Seasons of Time Blow Gently in Autumnal Breeze
By C. Austin
The billboard sign flashed by on the highway almost before I could
read it. "Festival of the Turning Leaves" - a quaint, albeit
descriptive, name. Somewhere close by a harvest festival was in the
planning. Some leaves are already turning and the summer wears thin.
A beautiful as the days have been, as endless the skies, time is
catching up.
The Celtic autumn arrived on August 1. The vernal equinox on
September 22 at 8:46 AM, PDT ushers in the midpoint between autumn and
winter's start on November 1.
On a morning not so long ago I stood in a breeze that swept between
spring and summer and marveled amidst hundreds of swirling maple and
ash seeds as they dashed by and beyond me.
The seeds that flew by me were so uncontained. Anyone watching
would have been struck by the random motion of the seeds, so much like
the seeming random events in our lives. But those maple seeds did not
dance for nothing, the ash seeds did not cloud the wind for show.
They, like us, are purposeful in their rotation, even if their full
trajectory is unseen. Their best attempts, like so many of ours, are
in pursuit of good ground.
It is fruitful, sometimes, to consider where the seeds of our own
lives were released, where they traveled and where they grew up.
Where did you come from? How is that place now? Was the ground you
found to put down roots more fertile than the place you left?
Seeds appear to fly without a frame, without structure. But they
are held to their course, as are we, by their own internal purpose.

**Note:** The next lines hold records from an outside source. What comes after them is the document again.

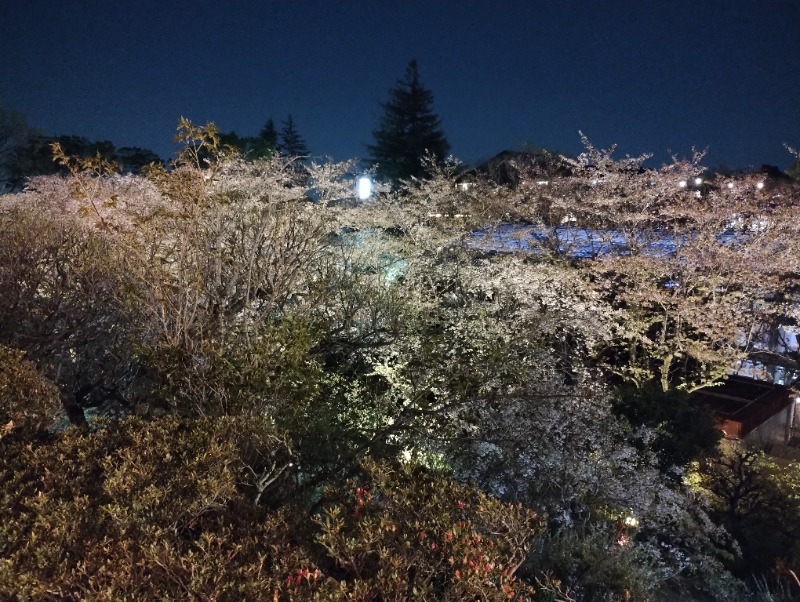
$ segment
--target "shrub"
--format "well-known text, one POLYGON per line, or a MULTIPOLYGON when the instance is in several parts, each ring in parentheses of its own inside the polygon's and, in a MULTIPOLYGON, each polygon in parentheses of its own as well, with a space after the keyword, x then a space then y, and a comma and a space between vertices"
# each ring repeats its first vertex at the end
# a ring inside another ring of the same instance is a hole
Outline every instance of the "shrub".
POLYGON ((25 353, 0 345, 0 440, 15 429, 46 428, 58 406, 58 390, 25 353))

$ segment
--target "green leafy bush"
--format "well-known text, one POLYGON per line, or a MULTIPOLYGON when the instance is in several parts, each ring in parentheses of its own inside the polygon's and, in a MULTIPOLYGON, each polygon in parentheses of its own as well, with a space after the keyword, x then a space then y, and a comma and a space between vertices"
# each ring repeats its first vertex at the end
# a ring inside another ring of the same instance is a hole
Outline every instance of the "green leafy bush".
POLYGON ((0 439, 16 429, 47 428, 58 407, 58 389, 25 353, 0 345, 0 439))
POLYGON ((515 572, 538 518, 444 476, 367 460, 356 479, 324 491, 318 514, 301 497, 261 508, 273 490, 297 491, 291 450, 244 418, 129 418, 0 446, 6 599, 505 600, 533 591, 515 572), (285 470, 275 470, 280 462, 285 470), (275 477, 266 492, 265 474, 275 477))

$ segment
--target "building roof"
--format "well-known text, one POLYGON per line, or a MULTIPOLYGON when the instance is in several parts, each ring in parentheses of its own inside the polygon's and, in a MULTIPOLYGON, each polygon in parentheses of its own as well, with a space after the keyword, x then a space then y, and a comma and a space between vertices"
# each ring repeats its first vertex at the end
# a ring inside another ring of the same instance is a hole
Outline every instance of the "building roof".
POLYGON ((730 376, 720 385, 706 387, 694 398, 708 405, 727 437, 742 439, 792 403, 786 387, 730 376))

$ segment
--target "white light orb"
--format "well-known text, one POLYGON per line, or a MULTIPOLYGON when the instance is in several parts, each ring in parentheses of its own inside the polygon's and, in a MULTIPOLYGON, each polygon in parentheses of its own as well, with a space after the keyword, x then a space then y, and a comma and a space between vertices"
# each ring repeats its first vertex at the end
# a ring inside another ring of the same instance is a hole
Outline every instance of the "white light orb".
POLYGON ((703 183, 703 178, 695 178, 694 179, 694 185, 695 186, 700 186, 700 184, 702 184, 702 183, 703 183))
POLYGON ((372 195, 372 180, 367 176, 358 178, 358 198, 362 201, 367 200, 372 195))
POLYGON ((639 526, 639 520, 635 516, 626 516, 622 522, 626 527, 630 527, 632 529, 635 529, 639 526))
POLYGON ((728 182, 728 188, 733 189, 733 182, 728 182))
POLYGON ((764 182, 759 182, 758 184, 756 184, 756 188, 758 188, 759 190, 764 188, 764 182))
POLYGON ((686 186, 687 186, 686 180, 681 180, 680 182, 678 182, 678 188, 686 188, 686 186))

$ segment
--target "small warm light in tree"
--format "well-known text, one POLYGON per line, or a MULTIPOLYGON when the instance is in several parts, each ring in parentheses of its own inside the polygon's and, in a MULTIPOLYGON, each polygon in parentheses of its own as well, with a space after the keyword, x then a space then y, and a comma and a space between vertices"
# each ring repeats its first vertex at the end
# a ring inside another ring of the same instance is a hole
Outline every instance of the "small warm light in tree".
POLYGON ((358 198, 362 201, 367 200, 372 195, 372 180, 367 176, 358 178, 358 198))
POLYGON ((762 188, 764 188, 764 182, 759 182, 758 184, 756 184, 756 188, 758 190, 761 190, 762 188))
POLYGON ((733 189, 733 182, 728 182, 728 188, 733 189))
POLYGON ((695 178, 694 179, 694 185, 695 186, 700 186, 702 183, 703 183, 703 178, 695 178))
POLYGON ((639 520, 635 516, 626 516, 622 522, 626 527, 630 527, 632 529, 635 529, 639 526, 639 520))
POLYGON ((686 186, 687 186, 686 180, 681 180, 680 182, 678 182, 678 188, 686 188, 686 186))

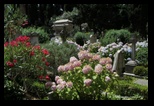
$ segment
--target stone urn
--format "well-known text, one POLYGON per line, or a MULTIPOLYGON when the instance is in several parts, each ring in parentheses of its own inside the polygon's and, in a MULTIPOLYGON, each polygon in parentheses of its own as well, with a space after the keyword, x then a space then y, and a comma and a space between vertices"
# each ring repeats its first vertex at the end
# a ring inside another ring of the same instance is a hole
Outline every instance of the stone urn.
POLYGON ((68 19, 61 19, 53 22, 52 28, 57 33, 57 35, 61 36, 62 41, 65 42, 66 38, 69 36, 73 29, 73 24, 72 21, 68 19))

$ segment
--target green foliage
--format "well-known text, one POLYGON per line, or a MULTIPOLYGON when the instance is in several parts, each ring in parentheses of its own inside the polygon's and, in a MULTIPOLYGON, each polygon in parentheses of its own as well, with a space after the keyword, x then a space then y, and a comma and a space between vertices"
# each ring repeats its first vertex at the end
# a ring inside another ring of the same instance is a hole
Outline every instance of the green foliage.
POLYGON ((6 75, 4 75, 4 99, 5 100, 22 100, 24 92, 21 90, 21 86, 12 82, 6 75))
POLYGON ((117 73, 109 69, 112 61, 103 58, 108 62, 101 64, 99 55, 87 51, 80 51, 78 58, 71 57, 68 63, 58 67, 59 76, 51 85, 56 90, 52 91, 60 100, 101 100, 102 92, 112 91, 117 81, 117 73))
POLYGON ((133 69, 133 73, 139 76, 148 76, 148 68, 145 68, 144 66, 136 66, 133 69))
POLYGON ((37 95, 39 98, 47 96, 47 89, 45 89, 44 82, 33 81, 32 90, 30 91, 32 95, 37 95))
POLYGON ((4 38, 6 40, 14 39, 17 34, 21 32, 21 24, 26 19, 15 4, 4 5, 4 38))
POLYGON ((84 32, 77 32, 74 35, 74 39, 76 41, 77 44, 79 44, 80 46, 83 46, 84 43, 89 39, 88 33, 84 33, 84 32))
POLYGON ((65 64, 69 61, 71 56, 77 56, 78 50, 73 44, 68 44, 67 42, 59 45, 55 42, 50 44, 42 44, 42 47, 46 48, 50 52, 48 61, 52 64, 52 71, 57 74, 57 68, 61 64, 65 64))
POLYGON ((56 18, 56 20, 59 20, 59 19, 69 19, 69 20, 72 20, 73 21, 73 19, 76 16, 78 16, 78 12, 79 12, 79 10, 74 7, 71 12, 70 11, 67 11, 67 12, 64 11, 64 13, 61 16, 59 16, 59 17, 56 18))
POLYGON ((148 87, 133 83, 133 81, 119 80, 119 84, 114 87, 115 93, 121 96, 142 96, 143 100, 148 100, 148 87))
POLYGON ((139 61, 139 65, 143 65, 147 67, 148 66, 148 48, 141 47, 136 53, 136 59, 139 61))
POLYGON ((119 39, 124 44, 129 41, 130 32, 126 29, 115 30, 111 29, 105 33, 104 38, 101 40, 101 45, 106 46, 107 44, 117 42, 119 39))
POLYGON ((39 43, 45 43, 49 41, 49 35, 42 27, 23 28, 22 35, 39 36, 39 43))
POLYGON ((77 25, 74 25, 73 31, 72 31, 72 35, 74 36, 77 32, 80 31, 80 27, 77 25))
MULTIPOLYGON (((32 46, 29 39, 19 36, 4 44, 4 87, 6 90, 11 89, 12 93, 18 92, 20 87, 26 92, 33 90, 30 83, 39 80, 41 75, 47 75, 49 71, 47 61, 42 60, 48 57, 48 51, 39 45, 32 46)), ((8 92, 5 93, 8 95, 8 92)))
POLYGON ((97 53, 100 46, 101 46, 100 42, 92 43, 88 45, 88 51, 90 53, 97 53))

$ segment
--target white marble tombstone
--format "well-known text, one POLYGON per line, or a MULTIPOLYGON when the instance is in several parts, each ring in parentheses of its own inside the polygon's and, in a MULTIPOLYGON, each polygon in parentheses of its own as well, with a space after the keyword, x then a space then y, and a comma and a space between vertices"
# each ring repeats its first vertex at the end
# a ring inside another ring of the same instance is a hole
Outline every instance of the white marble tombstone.
POLYGON ((124 67, 124 54, 122 53, 122 50, 118 50, 114 55, 112 71, 116 71, 117 74, 121 77, 123 75, 124 67))

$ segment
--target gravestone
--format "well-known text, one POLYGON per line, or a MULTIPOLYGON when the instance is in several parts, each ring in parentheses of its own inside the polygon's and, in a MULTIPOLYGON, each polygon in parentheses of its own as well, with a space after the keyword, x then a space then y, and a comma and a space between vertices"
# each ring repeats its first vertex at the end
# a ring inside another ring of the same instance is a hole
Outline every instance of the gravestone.
POLYGON ((88 31, 88 23, 82 23, 81 28, 82 28, 83 32, 87 32, 88 31))
POLYGON ((95 43, 97 41, 97 34, 90 35, 90 43, 95 43))
POLYGON ((133 73, 133 69, 137 65, 137 62, 135 61, 136 42, 137 42, 135 35, 132 35, 130 42, 132 43, 132 53, 131 53, 132 60, 128 61, 125 65, 125 72, 126 73, 133 73))
POLYGON ((125 67, 124 54, 122 53, 122 50, 118 50, 114 55, 112 71, 116 71, 117 74, 120 77, 122 77, 124 67, 125 67))

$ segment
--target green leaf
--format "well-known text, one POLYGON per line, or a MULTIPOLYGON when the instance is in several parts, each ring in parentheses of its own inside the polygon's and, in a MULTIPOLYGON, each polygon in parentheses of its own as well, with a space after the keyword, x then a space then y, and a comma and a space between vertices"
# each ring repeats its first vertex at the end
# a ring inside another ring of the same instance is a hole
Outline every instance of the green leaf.
POLYGON ((93 76, 93 79, 95 80, 97 78, 97 75, 93 76))

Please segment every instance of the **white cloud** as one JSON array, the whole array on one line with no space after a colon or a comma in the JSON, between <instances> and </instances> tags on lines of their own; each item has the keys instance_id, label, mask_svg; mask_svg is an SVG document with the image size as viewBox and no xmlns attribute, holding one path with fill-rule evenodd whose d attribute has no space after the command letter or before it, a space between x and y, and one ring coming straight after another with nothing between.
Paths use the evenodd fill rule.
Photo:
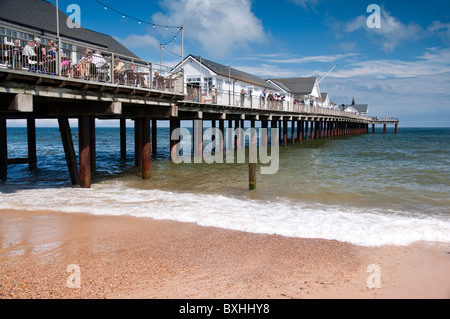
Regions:
<instances>
[{"instance_id":1,"label":"white cloud","mask_svg":"<svg viewBox=\"0 0 450 319\"><path fill-rule=\"evenodd\" d=\"M425 30L418 24L404 24L385 8L381 9L381 28L370 29L367 26L367 18L368 16L362 15L344 24L338 24L346 33L365 31L366 35L374 37L376 41L381 40L382 48L388 52L394 51L402 42L415 41L425 36Z\"/></svg>"},{"instance_id":2,"label":"white cloud","mask_svg":"<svg viewBox=\"0 0 450 319\"><path fill-rule=\"evenodd\" d=\"M164 13L153 15L155 23L183 25L185 38L200 43L213 58L265 40L250 0L164 0L161 7Z\"/></svg>"},{"instance_id":3,"label":"white cloud","mask_svg":"<svg viewBox=\"0 0 450 319\"><path fill-rule=\"evenodd\" d=\"M433 21L427 28L427 31L436 33L447 43L450 43L450 23L442 23L440 21Z\"/></svg>"},{"instance_id":4,"label":"white cloud","mask_svg":"<svg viewBox=\"0 0 450 319\"><path fill-rule=\"evenodd\" d=\"M291 2L303 7L304 9L314 9L320 0L290 0Z\"/></svg>"},{"instance_id":5,"label":"white cloud","mask_svg":"<svg viewBox=\"0 0 450 319\"><path fill-rule=\"evenodd\" d=\"M310 63L310 62L335 62L338 60L342 60L344 58L357 56L355 53L346 53L346 54L334 54L334 55L316 55L316 56L307 56L302 58L290 58L290 59L269 59L268 62L271 63L291 63L291 64L301 64L301 63Z\"/></svg>"},{"instance_id":6,"label":"white cloud","mask_svg":"<svg viewBox=\"0 0 450 319\"><path fill-rule=\"evenodd\" d=\"M131 49L136 48L158 48L160 41L156 38L146 34L146 35L137 35L130 34L124 39L118 39L121 43L123 43L126 47Z\"/></svg>"}]
</instances>

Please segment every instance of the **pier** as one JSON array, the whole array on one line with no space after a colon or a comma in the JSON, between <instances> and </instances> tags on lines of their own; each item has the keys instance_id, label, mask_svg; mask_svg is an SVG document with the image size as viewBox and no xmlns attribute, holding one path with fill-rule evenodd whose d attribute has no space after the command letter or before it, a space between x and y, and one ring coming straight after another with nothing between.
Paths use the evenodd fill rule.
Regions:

They skirt this world and that, the past and the present, the spring
and the autumn. This year's seeds, next year's trees - rising in my
mind the same way the autumnal leaves now fly and scatter before me.
A festival of turning leaves also turns memories of seasons passed.
With the equinox comes balance. The sun illuminates half the
earth, from pole to pole with neither extremity tilted toward the sun.
In those rare moments of illuminated balance, sometimes we can
remember the seeds, sometimes we see only the trees. If we might,
just for a moment, hold the image of both, we might find the unique
dance of life that is ours alone. Celebration of the equinox is a
reverie to what is, what was, and what will always be between - may
the autumn breezes blow kindly on us all.